Notice that if this isn’t your first time running this solution, your index changes won’t make it to Elasticsearch, since the solution doesn’t support updating the mapping of an index. To work around that, you can either add the mapping manually, or delete the index through Kibana.
Displaying Pokémon encounters on the map
Now that we are including the coordinates in our index, we can update our existing visualization to display the data we want. Let’s begin by adding another layer of type “Top hits per entity”. In that screen, you will have the following fields:
- Geospatial field: the field that contains the location data, which is the one we just added.
- Entity: the field that identifies entities in the documents, used to aggregate them into buckets. For us, it’s the pokemonName.
- Documents per entity: How many documents we wanna display in this layer. One is enough for us.
- Sort field: the field used to sort the documents, to define what’s the top document. It doesn’t really matter for us, but we are going for level.

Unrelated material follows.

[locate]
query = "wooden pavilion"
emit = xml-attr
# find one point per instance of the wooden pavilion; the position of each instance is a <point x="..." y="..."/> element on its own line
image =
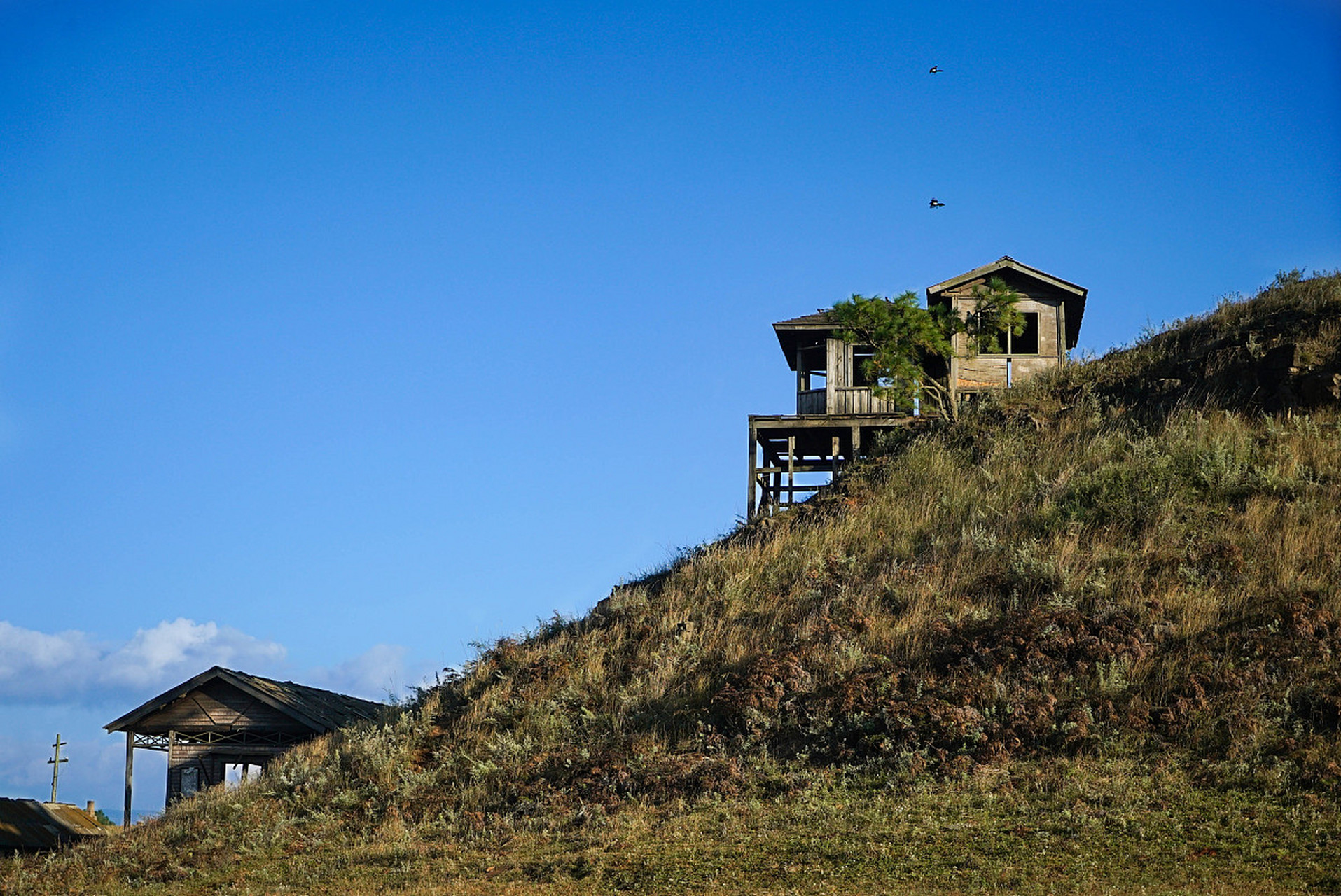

Click on “Add layer” and you should start seeing some dots in your maps now. Unfortunately, that doesn’t really help us easily see which Pokémon are found in each route, right? We can improve it a bit by adding captions to it. Edit your layer, search for the Layer Style category, and set the “pokemonName” to the “Label field”. That gives us a small improvement, but it’s not really useful for cases where the dots are so close to each other, which is precisely our case.
Another option to improve the visualization would be to use custom icons instead of simple dots, which has two problems. The first one is that we would need to manually add and map the icons to each Pokémon, and that would be a bit tiring. I suppose that one way to solve the mapping part would be to export the visualization, edit the generated file, and import it again. I haven’t tried that because of two reasons: I couldn’t find a way to import 151 SVGs files besides doing it manually, and because of the second issue I mentioned earlier.
The second issue is that Elasticsearch doesn’t really expect us to provide beautiful and colored SVGs, it’s expecting an icon. So as you can see in the image above, they lose their original colors and are added like shadows, as the color is supposed to come from the “Fill color” field. In the end, it feels like we are playing “Who’s that Pokémon?”.
Conclusion
It was really simple to set up GeoServer and add the Kanto region map to Kibana, all thanks to this article from Jay Greenberg. But when it came to displaying the data, things didn’t go as planned. Hopefully, in the future, a customer will come up with a legitimate use case where they need to have hundreds of images in a map, so this can be concluded the way it was intended to.